A party enters a general appearance when it (1) invokes the judgment of the court on any question other than the court's jurisdiction, (2) recognizes by its acts that an action is properly pending, or (3) seeks affirmative action from the court. Exito Electronics, Ltd. v. Trejo, 142 S.W.3d 302, 304 (Tex.2004); Dawson–Austin v. Austin, 968 S.W.2d 319, 322 (Tex.1998), citing Moore v. Elektro–Mobil Technik GMBH, 874 S.W.2d 324, 327 (Tex.App.-El Paso 1994, writ denied). By sending a notice for Lee's deposition, the De La Rochas recognized that an action was properly pending in the trial court. Further, they sought affirmative action from the trial court by filing a motion to compel Lee's deposition and for sanctions. We conclude that the De La Rochas made a general appearance in the suit.

Finally, we address whether the De La Rochas participated in the decision-making event that resulted in the agreed judgment. Cervantes signed the Rule 11 agreements settling the case. The agreed judgment recites that the “Plaintiffs, Arat De La Rocha and Gloria De La Rocha, Individually and Arath Builders, Inc.,” and Appellees came before the court and announced that they had settled all claims and causes of action in the case, had entered into a Rule 11 agreement to memorialize the settlement, and had requested that the court enter judgment to conform to the Rule 11 agreement. The judgment further recites that the court, having been fully advised of the Rule 11 agreement between the parties, approved the entry of the agreed judgment. Miguel Cervantes' signature is found on the judgment indicating that he approved it as to form. It states beneath his signature that he is the “Attorney for Plaintiffs.” Based on the record, we conclude that the De La Rochas, through their attorneys, participated in the decision-making events that resulted in the agreed judgment. See Clopton, 66 S.W.3d at 516 (finding that appellants participated in the decision-making events that resulted in the dismissal order where appellants' attorney signed a joint motion to sever and dismiss with prejudice and agreed to the dismissal order signed by the trial court). Accordingly, we dismiss the restricted appeal for want of jurisdiction. See id. at 516–517.

FOOTNOTES

1.  Arath Homes, Inc. filed suit using its assumed name, “Arath Builders, Inc..”
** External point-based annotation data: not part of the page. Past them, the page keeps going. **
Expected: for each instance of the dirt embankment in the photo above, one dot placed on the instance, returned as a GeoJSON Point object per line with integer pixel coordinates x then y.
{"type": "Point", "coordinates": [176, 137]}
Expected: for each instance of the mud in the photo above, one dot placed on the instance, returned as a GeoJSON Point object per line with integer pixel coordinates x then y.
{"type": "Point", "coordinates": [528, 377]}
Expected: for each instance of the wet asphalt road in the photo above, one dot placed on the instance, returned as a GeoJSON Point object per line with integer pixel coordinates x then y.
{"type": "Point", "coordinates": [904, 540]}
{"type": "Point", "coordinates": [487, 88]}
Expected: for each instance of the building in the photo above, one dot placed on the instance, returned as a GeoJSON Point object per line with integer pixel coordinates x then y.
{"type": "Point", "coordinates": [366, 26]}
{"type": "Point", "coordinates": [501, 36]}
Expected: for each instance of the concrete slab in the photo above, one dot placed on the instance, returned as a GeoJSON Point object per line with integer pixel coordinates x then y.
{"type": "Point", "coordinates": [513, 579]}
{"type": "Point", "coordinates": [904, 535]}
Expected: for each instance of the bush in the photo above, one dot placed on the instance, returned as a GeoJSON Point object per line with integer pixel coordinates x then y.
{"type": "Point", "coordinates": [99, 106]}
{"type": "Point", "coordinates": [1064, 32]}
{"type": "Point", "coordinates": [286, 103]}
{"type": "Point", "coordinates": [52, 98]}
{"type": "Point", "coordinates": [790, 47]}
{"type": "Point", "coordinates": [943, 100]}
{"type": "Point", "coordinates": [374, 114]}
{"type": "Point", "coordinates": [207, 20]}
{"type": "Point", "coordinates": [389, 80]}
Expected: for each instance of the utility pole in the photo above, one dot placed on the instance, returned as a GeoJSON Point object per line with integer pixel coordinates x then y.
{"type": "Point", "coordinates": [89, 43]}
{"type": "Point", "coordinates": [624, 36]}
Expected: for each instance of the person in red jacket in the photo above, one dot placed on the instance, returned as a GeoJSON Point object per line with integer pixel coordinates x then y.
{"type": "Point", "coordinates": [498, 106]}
2.  In their brief, the De La Rochas state they were parties to the suit, but they also make the contradictory assertion that they were not parties because they did not sue Appellees, they were never served with citation, and they did not enter an appearance in the case. The De La Rochas direct these same arguments at the third element of are stricted appeal. If the De La Rochas are correct that they are not parties, they are not permitted to maintain this restricted appeal and we would be required to dismiss for want of jurisdiction. Appellees note the inconsistent positions taken by the De La Rochas, but agree that they were parties. We will construe the De La Rochas' assertions as being directed only at the third element.

ANN CRAWFORD McCLURE, Justice.

GOMEZ, Judge, sitting by assignment.